How we went from underground to legal (and why)

Split image showing contrast between underground warehouse and professional legal venue

Someone asked me in August: “So just no more DIY raves then?”

Yeah.

One word. No qualifiers. No “maybe when things cool down” or “we’ll see how the case plays out.” The DIY era is over. It ended on July 12, 2025, two hours into our 37th event, when a coordinated enforcement operation shut us down, put me in handcuffs, and left us with felony charges and $25,000 in building violations for a property we don’t own.


We’d been operating as underground event promoters for a year and a half. And for most of that time, it worked. SoHo loft parties. Warehouse sessions in Bushwick. 12-hour marathons at spaces that existed in the gray area between legal and not-quite. The community grew because those spaces felt real. No corporate overlay. No venue manager telling you the vibe was wrong. Just a room, a sound system, and a door.

But we got too big to be that ignorant. That’s the sentence I keep coming back to. Not too big to be underground — too big to pretend the risks weren’t compounding. When you’re pulling 500-700 people to a 12-hour event, you’re not running a house party anymore. You’re running a business inside a building you don’t control, with fire code responsibilities you can’t verify, occupancy limits you can’t enforce, and a legal exposure that grows with every ticket sold.

The arrest made it clear: the risk model was broken. I never anticipated trouble beyond a sound violation. Getting charged with a felony because a vendor brought in substances I didn’t authorize — that wasn’t in the spreadsheet. Neither was $25,000 in FDNY fines for building code violations on a building I don’t lease. The gap between what I thought could go wrong and what actually went wrong was the entire operating model.


The pivot started immediately. Within a month of the arrest, we were booking legal venues with proper permits. Lebain on August 15 — our first named post-arrest legal venue. August 2 comeback with three stages at a fully permitted space. Every conversation with every venue after July 12 opened with the same line: “It’s a legal venue this time with all permits.”

By Thanksgiving Eve 2025, every SLIST event was fully permitted with EMTs on site, licensed security, and licensed bartenders. Not because a lawyer told us to. Because getting arrested teaches you things that legal advice can’t.

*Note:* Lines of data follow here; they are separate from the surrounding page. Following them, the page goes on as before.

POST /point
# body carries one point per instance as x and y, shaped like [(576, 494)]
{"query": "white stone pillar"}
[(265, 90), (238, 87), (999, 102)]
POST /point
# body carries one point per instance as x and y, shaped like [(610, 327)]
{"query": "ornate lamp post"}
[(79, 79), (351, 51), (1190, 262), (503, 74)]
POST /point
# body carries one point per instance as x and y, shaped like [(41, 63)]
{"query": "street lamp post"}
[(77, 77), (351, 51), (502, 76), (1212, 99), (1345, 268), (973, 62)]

The infrastructure shift was real. We went from renting warehouse rooms on handshake deals to negotiating formal contracts with venue operators. Bar minimums. Deposit structures. Insurance requirements. Capacity verification. The compliance overhead that I used to dismiss as corporate nonsense became the foundation of an operation that can actually survive contact with the city.

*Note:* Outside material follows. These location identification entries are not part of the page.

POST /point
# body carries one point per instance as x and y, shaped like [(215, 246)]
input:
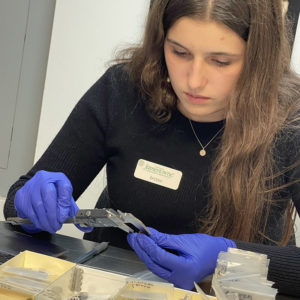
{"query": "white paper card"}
[(158, 174)]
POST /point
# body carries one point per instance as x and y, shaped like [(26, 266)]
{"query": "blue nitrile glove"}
[(46, 199), (196, 255)]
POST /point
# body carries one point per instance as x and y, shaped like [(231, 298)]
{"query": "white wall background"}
[(85, 36), (296, 67)]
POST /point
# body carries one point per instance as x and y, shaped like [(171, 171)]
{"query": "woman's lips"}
[(196, 98)]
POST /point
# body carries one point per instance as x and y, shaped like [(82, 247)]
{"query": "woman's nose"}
[(197, 76)]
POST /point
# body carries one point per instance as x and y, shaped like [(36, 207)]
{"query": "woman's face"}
[(204, 61)]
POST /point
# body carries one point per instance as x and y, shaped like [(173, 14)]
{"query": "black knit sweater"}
[(110, 125)]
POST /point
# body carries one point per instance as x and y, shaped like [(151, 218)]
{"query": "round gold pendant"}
[(202, 152)]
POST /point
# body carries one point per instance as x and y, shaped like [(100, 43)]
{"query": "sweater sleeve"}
[(78, 150)]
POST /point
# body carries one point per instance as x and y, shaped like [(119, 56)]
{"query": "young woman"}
[(199, 130)]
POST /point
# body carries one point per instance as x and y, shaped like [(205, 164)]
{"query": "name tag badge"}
[(158, 174)]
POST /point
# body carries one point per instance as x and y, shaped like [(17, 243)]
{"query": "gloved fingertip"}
[(31, 228)]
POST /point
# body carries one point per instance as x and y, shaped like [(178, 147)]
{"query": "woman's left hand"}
[(195, 258)]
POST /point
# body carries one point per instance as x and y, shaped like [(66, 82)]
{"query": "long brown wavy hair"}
[(244, 178)]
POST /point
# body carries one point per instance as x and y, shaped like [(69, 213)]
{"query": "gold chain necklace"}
[(203, 151)]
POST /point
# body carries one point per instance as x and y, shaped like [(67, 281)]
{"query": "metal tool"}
[(98, 217)]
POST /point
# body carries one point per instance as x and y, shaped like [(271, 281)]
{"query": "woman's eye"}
[(180, 53), (221, 63)]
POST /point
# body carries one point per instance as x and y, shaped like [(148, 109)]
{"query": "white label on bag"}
[(158, 174)]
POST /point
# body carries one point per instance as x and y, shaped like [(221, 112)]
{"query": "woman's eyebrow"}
[(176, 43), (207, 53)]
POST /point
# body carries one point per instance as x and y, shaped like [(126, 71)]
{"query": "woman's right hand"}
[(46, 199)]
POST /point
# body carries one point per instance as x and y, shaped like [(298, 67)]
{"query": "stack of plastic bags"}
[(242, 275)]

Here’s what we didn’t lose in the transition: the music. The curation. The community. Going legal doesn’t mean going soft. Our events at Brooklyn Monarch still run dark — hypnotic techno, industrial hardcore, trance. The lineups are still assembled from a 200-person DJ directory via SMS blast, booked overnight, flyer posted within 48 hours. The production is still heavy. The crowd is still ours.

What changed is the container, not the content. Legal venues with proper permits, licensed staff, and harm reduction protocols. SafeRaveNYC still has a table at every event. The ethos didn’t shift. The operating model caught up with the reality of the operation.

We needed to face the reality that we’d gotten too big to operate the way we started. The underground was where we were born. The institution is what keeps us alive.